Taxes prepared for the SWMBO and me, the octogenarians, C the undecided and his middle daughter (his eldest refuses to bow to the dictates of a totalitarian state and the youngest has [joyfully] not earned a W-2).

Seventy-one pages of numbers and excuses, hand written, the octogenarian’s request for a Short Sale (trust me on this; if you don’t know about Short Sales, its really OK).

Worked until the early morning hours.  Too numb to bring the computer screen into just two images, not sure which letter follow C or if 3 really did come before 7; I was fairly certain that sleep just might be called for.

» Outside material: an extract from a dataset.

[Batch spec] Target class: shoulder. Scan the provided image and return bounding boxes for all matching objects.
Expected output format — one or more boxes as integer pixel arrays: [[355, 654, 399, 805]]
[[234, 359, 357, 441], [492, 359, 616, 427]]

I washed the Ambien down with the remains of a double espresso and set off to battle the cats for space on the bed.

Five times torn from my slumber to answer a phone that wasn’t ringing.

It is now 0630, the octogenarians (Marion, the wicked witch of the north and John the confused) and rousing and once more in battle, the SWMBO attempting to speak above the din and four cats, in concert (if not in harmony) demanding to be fed  and I am, regrettably, awake.

Ahh, but there is an end in sight: early February filings for all, being shut of the octogenarian house and electrifying tones of Coltrane filling the house…either that or a brief nap when the  SWMBO takes her family shopping.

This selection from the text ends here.